El Ejército de Nepal anunció este martes que asumirá el control de la seguridad nacional luego de la renuncia del primer ministro K.P. Sharma Oli y en medio de una ola de disturbios que dejó al menos 25 personas muertas en las últimas horas, así como el incendio del edificio del Parlamento.
“Nos gustaría informar a todos que si tales acciones continúan, el Ejército de Nepal y todas las agencias de seguridad cumplirán con su deber primordial de garantizar la seguridad de Nepal y del pueblo nepalí tomando el control de la situación a partir de las 22.00 horas del 9 de septiembre”, indicó la institución en un comunicado oficial.
La nota militar denunció que grupos violentos están aprovechando la inestabilidad política para provocar saqueos, incendios y daños tanto a bienes públicos como privados, y advirtió que desplegará tropas de inmediato si no cesan los ataques.
Llamados a la calma
En una declaración conjunta, los jefes de las principales agencias de seguridad pidieron contención a todas las partes, mientras que el presidente del país exhortó a preservar la paz y la estabilidad institucional.
El jefe del Estado Mayor, Ashok Raj Sigdel, difundió un mensaje en video en el que recordó que es “responsabilidad de todos los nepaleses mantener la armonía y proteger el interés nacional”, tras subrayar los graves daños a vidas humanas y propiedades registrados en los últimos días.

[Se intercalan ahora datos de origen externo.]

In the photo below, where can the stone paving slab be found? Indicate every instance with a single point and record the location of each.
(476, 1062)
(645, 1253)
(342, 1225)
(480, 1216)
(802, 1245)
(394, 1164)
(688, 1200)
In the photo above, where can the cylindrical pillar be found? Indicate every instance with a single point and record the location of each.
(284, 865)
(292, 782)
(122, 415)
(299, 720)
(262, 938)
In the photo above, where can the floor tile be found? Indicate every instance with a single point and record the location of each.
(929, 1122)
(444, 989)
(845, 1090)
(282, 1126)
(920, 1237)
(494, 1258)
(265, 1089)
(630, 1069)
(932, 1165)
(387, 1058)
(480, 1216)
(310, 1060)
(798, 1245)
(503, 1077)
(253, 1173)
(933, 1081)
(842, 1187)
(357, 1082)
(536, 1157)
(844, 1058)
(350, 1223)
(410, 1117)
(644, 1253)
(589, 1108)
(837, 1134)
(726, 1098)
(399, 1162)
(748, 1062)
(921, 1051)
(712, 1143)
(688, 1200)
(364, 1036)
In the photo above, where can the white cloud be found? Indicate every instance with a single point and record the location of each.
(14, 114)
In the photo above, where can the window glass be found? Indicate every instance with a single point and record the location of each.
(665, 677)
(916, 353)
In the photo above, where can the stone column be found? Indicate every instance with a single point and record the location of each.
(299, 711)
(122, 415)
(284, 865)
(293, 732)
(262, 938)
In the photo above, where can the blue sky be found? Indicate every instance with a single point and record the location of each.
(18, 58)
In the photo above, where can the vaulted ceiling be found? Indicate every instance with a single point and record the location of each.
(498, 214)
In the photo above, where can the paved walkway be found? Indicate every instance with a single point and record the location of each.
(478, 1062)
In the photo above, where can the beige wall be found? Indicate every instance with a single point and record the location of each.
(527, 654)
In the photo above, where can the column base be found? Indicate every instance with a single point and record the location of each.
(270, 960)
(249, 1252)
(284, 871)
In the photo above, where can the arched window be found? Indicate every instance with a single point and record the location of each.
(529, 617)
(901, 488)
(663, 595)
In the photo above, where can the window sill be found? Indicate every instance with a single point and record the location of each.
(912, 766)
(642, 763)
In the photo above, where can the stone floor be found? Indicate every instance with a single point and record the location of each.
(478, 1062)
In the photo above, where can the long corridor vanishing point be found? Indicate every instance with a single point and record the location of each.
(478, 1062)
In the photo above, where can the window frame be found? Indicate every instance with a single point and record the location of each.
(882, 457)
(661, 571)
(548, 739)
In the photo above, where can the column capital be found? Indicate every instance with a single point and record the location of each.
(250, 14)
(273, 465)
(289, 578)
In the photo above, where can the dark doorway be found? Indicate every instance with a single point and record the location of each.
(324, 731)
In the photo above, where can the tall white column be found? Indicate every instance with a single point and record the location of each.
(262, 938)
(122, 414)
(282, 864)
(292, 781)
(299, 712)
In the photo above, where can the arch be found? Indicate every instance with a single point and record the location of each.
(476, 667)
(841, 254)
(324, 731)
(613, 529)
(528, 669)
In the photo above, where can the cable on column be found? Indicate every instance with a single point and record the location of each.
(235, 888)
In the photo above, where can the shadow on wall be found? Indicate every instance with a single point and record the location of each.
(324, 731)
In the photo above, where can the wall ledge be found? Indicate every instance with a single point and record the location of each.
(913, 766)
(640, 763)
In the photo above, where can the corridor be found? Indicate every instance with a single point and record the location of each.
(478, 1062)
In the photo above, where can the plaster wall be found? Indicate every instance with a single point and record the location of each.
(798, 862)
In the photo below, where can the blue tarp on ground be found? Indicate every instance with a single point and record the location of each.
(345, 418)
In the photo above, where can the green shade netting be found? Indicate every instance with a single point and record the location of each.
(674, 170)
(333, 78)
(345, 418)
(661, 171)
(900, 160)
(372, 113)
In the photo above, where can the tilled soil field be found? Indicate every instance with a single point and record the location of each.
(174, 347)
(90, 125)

Reacciones internacionales
La crisis política y social en Nepal ha generado preocupación en la región. Desde la India, el primer ministro Narendra Modi expresó en la red social X que “la violencia en Nepal es desgarradora”, además de lamentar la pérdida de vidas y hacer un llamado a la población a respaldar la paz.
Otros países vecinos emitieron avisos de precaución a sus ciudadanos residentes o en tránsito en Nepal, ante la escalada de violencia y el clima de incertidumbre política que atraviesa la nación del Himalaya.
Escenario incierto
La dimisión del primer ministro Oli se produjo en un contexto de creciente descontento social, tensiones entre partidos políticos y protestas que derivaron en enfrentamientos violentos en la capital y otras ciudades.
Aunque las autoridades no han precisado la duración del control militar, el anuncio del Ejército marca un giro significativo en el manejo de la crisis, mientras diversos sectores sociales y políticos demandan una salida pacífica y consensuada.
El futuro inmediato del país se mantiene incierto, con la población a la expectativa de si la intervención de las fuerzas armadas logrará restablecer la estabilidad o abrirá un nuevo capítulo de confrontación en Nepal.